Vraag over samenstelling en gezondheidseffecten van fijnstof:
• De leden van de VVD-fractie lezen dat er voor gezondheidseffecten twee factoren van belang zijn (deeltjesgrootte en chemische samenstelling), maar dat er nog relatief weinig bekend is over het verschil in schadelijkheid tussen de verschillende typen fijnstof. Deze leden wachten met belangstelling de onderzoeksresultaten van onder andere TNO en RIVM op dit onderwerp af. Kan de Staatssecretaris aangeven met welke opdracht beide organisaties het onderzoek uitvoeren? Kan zij aangeven welke onderzoeksinstituten nog meer gevraagd zijn onderzoek uit te voeren naar de relatie tussen de chemische samenstelling van fijnstof en gezondheidseffecten? Kan zij aangeven wanneer de resultaten uit die onderzoeken verwacht worden? Is zij bereid deze resultaten te delen met de Kamer. Is de Staatssecretaris het ermee eens dat het verstandig zou zijn geen bijzonder ingrijpende maatregelen te nemen voordat de resultaten van deze onderzoeken bekend zijn?
Antwoord:
Onderzoeksinstellingen zoals het RIVM en TNO voeren onderzoek uit naar de relatie tussen factoren zoals de chemische samenstelling en mogelijke verschillen in schadelijkheid van fijnstof. Dit betreft niet altijd onderzoek dat in directe opdracht van het ministerie wordt gedaan. Zo is het onderzoek van TNO naar het oxidatief potentieel, als mogelijk aanvullende maat voor gezondheidseffecten, geïnitieerd op eigen initiatief en mede gefinancierd uit een programma van de rijksoverheid ten behoeve van een brede en onafhankelijke kennisbasis (het programma Air Quality). In het kader van de bredere kennisagenda voor het Schone Lucht Akkoord is een beter inzicht in de gezondheidseffecten van verschillende componenten één van de speerpunten. Onderzoekrapporten die hieruit voortkomen worden zoals gebruikelijk standaard gepubliceerd.
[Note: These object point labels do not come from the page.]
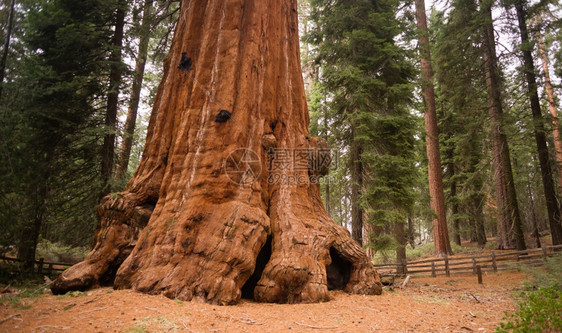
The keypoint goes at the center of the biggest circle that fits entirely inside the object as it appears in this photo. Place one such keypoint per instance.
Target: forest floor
(442, 304)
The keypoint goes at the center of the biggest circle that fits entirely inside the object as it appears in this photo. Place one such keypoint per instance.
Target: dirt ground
(442, 304)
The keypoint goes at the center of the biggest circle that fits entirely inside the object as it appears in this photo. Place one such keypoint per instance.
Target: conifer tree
(367, 78)
(440, 233)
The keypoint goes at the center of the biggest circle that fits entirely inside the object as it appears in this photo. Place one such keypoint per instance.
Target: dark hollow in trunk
(225, 222)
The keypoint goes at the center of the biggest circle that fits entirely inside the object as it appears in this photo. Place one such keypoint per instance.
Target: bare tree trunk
(540, 134)
(356, 190)
(508, 208)
(134, 99)
(327, 186)
(108, 148)
(551, 107)
(440, 233)
(223, 219)
(400, 236)
(6, 49)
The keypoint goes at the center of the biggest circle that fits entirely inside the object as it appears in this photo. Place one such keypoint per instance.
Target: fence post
(479, 272)
(40, 268)
(433, 269)
(447, 266)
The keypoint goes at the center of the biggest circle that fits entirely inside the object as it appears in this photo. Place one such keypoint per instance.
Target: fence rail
(41, 266)
(492, 262)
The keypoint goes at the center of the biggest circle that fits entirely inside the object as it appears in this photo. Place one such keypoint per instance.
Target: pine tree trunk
(540, 134)
(440, 233)
(327, 186)
(222, 218)
(108, 148)
(455, 202)
(356, 190)
(134, 98)
(400, 237)
(508, 208)
(551, 107)
(6, 48)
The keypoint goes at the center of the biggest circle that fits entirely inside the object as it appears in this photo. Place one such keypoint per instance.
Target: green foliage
(58, 252)
(362, 97)
(541, 309)
(540, 312)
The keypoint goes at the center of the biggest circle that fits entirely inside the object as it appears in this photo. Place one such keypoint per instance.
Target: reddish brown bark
(209, 238)
(540, 133)
(506, 198)
(440, 233)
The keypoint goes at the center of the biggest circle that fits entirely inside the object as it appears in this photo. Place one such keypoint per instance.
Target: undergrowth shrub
(56, 252)
(541, 308)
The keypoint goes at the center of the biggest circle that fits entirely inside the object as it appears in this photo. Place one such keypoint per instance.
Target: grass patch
(56, 252)
(541, 307)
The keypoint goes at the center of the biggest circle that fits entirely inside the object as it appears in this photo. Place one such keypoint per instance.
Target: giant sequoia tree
(183, 227)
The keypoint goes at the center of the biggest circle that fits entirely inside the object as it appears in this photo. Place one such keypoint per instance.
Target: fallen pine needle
(52, 327)
(249, 321)
(93, 310)
(476, 298)
(11, 317)
(185, 326)
(317, 327)
(152, 309)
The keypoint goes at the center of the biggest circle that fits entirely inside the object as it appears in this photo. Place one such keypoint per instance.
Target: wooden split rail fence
(492, 262)
(41, 266)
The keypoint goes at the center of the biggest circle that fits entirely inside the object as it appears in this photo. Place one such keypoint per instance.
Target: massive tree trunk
(508, 208)
(225, 218)
(108, 148)
(540, 134)
(136, 87)
(440, 233)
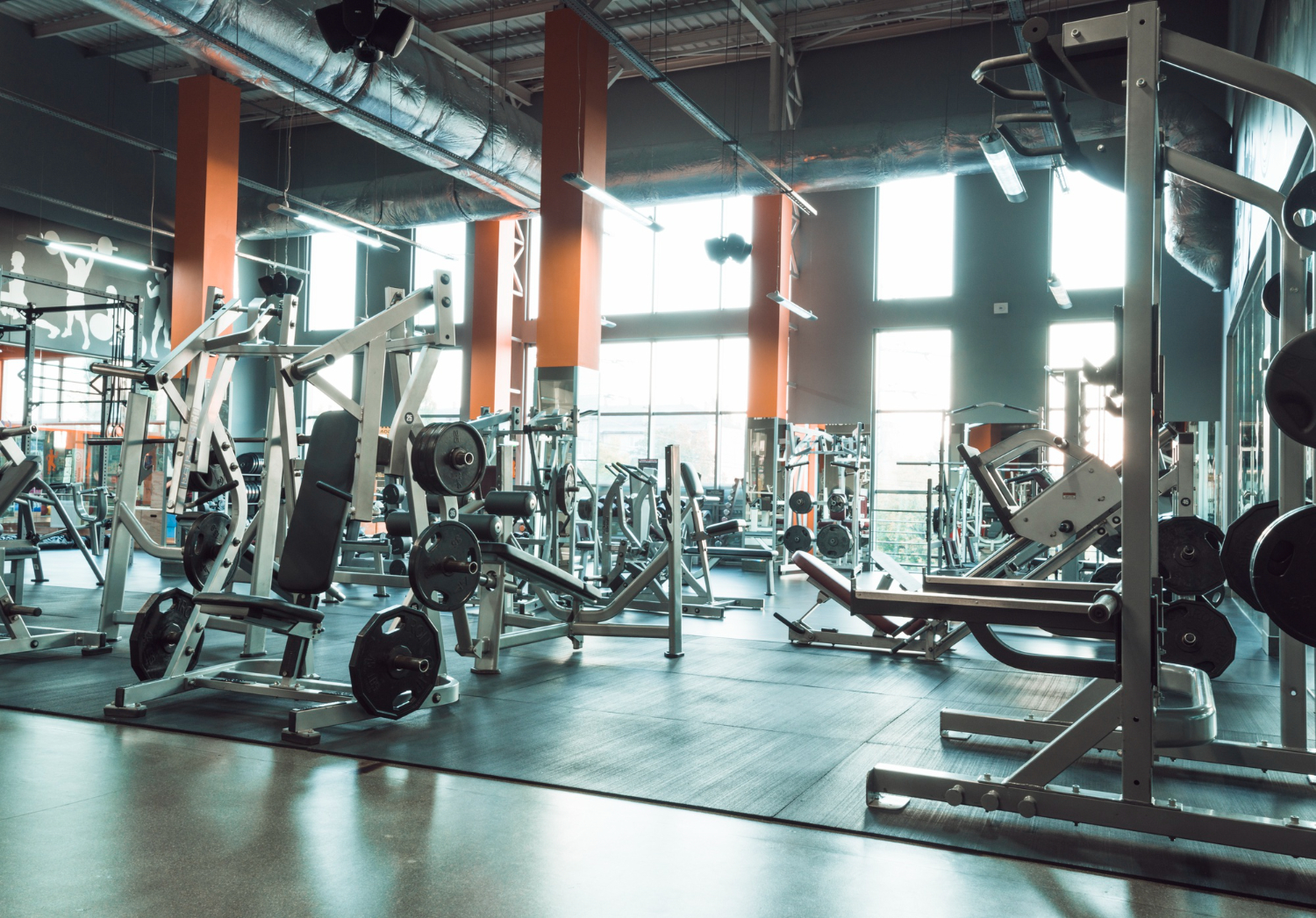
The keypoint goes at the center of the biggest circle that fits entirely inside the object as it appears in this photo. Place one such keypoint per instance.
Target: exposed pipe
(418, 104)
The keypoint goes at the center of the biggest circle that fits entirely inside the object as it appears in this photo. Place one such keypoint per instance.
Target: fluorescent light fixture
(998, 157)
(94, 253)
(794, 307)
(324, 226)
(1058, 292)
(578, 181)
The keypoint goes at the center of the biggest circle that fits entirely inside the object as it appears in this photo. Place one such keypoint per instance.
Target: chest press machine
(1141, 706)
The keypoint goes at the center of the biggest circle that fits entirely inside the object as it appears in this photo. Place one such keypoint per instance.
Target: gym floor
(150, 820)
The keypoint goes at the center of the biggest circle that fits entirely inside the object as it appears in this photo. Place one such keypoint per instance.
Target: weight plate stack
(1284, 573)
(449, 459)
(1198, 635)
(395, 663)
(204, 543)
(834, 541)
(800, 502)
(157, 631)
(797, 539)
(1190, 555)
(444, 567)
(1241, 541)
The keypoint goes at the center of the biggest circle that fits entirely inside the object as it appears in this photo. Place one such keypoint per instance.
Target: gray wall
(1000, 255)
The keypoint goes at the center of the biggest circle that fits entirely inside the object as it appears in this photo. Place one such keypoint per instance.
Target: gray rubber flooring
(745, 725)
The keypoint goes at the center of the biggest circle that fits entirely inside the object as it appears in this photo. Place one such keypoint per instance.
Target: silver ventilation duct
(418, 104)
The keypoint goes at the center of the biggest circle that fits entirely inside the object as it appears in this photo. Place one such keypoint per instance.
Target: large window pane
(624, 376)
(621, 439)
(628, 269)
(444, 398)
(684, 374)
(731, 449)
(916, 231)
(697, 434)
(733, 374)
(1087, 233)
(447, 239)
(332, 294)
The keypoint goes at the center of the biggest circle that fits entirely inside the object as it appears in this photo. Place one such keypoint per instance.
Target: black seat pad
(268, 606)
(542, 572)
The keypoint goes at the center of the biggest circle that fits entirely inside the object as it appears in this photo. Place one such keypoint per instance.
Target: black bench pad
(542, 572)
(268, 606)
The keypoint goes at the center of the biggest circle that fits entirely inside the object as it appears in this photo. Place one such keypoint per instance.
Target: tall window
(332, 294)
(911, 398)
(670, 271)
(1087, 233)
(449, 240)
(689, 391)
(1068, 345)
(916, 239)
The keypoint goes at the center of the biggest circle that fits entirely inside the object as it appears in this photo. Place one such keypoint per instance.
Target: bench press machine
(1144, 705)
(586, 610)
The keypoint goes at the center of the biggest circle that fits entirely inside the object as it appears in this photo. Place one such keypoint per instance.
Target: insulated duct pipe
(418, 103)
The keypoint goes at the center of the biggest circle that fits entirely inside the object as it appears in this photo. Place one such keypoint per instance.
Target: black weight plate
(444, 567)
(395, 663)
(1284, 573)
(449, 459)
(800, 502)
(1241, 541)
(797, 539)
(1291, 389)
(1190, 555)
(155, 633)
(1108, 573)
(833, 541)
(204, 543)
(1198, 635)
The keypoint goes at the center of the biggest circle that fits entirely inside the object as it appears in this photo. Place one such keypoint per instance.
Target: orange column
(205, 210)
(769, 321)
(491, 316)
(576, 126)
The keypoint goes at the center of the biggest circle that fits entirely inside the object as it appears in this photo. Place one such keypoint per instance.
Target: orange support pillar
(769, 321)
(205, 221)
(491, 316)
(576, 126)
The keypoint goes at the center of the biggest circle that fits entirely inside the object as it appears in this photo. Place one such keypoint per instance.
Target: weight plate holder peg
(797, 539)
(1284, 573)
(1291, 389)
(449, 459)
(444, 567)
(395, 663)
(157, 630)
(1241, 541)
(1190, 555)
(800, 502)
(203, 546)
(834, 541)
(1198, 635)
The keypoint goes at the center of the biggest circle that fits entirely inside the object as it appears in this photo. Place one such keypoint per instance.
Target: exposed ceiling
(503, 42)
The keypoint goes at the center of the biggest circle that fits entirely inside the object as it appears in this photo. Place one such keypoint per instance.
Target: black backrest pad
(315, 533)
(13, 480)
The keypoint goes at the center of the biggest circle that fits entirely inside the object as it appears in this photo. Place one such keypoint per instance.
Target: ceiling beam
(489, 16)
(142, 44)
(473, 65)
(71, 24)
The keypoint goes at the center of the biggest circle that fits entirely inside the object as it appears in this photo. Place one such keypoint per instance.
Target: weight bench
(590, 609)
(926, 636)
(18, 636)
(168, 631)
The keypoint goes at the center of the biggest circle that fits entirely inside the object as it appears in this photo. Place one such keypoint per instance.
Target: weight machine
(1140, 705)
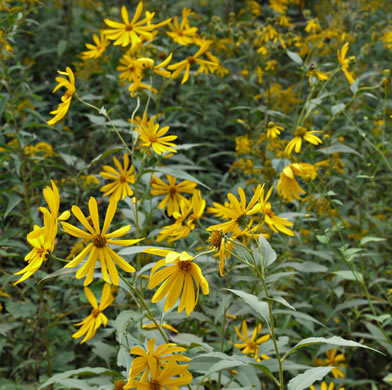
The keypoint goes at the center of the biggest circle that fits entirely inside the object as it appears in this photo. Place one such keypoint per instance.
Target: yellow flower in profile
(238, 212)
(183, 33)
(344, 62)
(180, 275)
(130, 31)
(273, 130)
(98, 247)
(300, 133)
(96, 318)
(275, 223)
(96, 51)
(63, 107)
(333, 359)
(122, 178)
(288, 186)
(250, 345)
(324, 386)
(171, 377)
(160, 356)
(173, 192)
(185, 65)
(154, 137)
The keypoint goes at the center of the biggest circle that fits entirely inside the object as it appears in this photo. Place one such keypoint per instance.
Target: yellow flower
(172, 191)
(185, 65)
(273, 130)
(101, 43)
(90, 324)
(251, 345)
(182, 227)
(180, 275)
(238, 212)
(301, 133)
(183, 33)
(63, 107)
(171, 377)
(160, 356)
(344, 62)
(288, 186)
(99, 245)
(153, 136)
(277, 224)
(333, 359)
(122, 178)
(130, 32)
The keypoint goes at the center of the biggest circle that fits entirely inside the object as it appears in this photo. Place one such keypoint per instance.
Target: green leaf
(338, 148)
(367, 239)
(260, 307)
(349, 275)
(304, 380)
(13, 201)
(335, 340)
(267, 253)
(294, 57)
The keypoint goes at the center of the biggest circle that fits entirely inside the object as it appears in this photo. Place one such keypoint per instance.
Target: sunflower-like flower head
(99, 241)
Voor gezondheidseffecten zijn de concentraties stikstofdioxide en totaal fijn stof (PM10 en PM2,5) tot op heden de beste wetenschappelijke maat. De Gezondheidsraad4 en de Wereldgezondheidsraad5 adviseren dan ook om het beleid te richten op het terugdringen van totaal fijn stof en stikstofdioxide. Ik zie dan ook geen reden om, in afwachting van nieuw onderzoek, te wachten met eventuele aanvullende maatregelen. Dit kan immers als gevolg hebben dat mensen ook nu gezondheidsschade ondervinden die we met effectief beleid hadden kunnen voorkomen. Mijn streven is om in 2023, in overleg met gemeenten en provincies, een besluit te nemen welke aanvullende maatregelen ik neem en uw Kamer hierover te informeren.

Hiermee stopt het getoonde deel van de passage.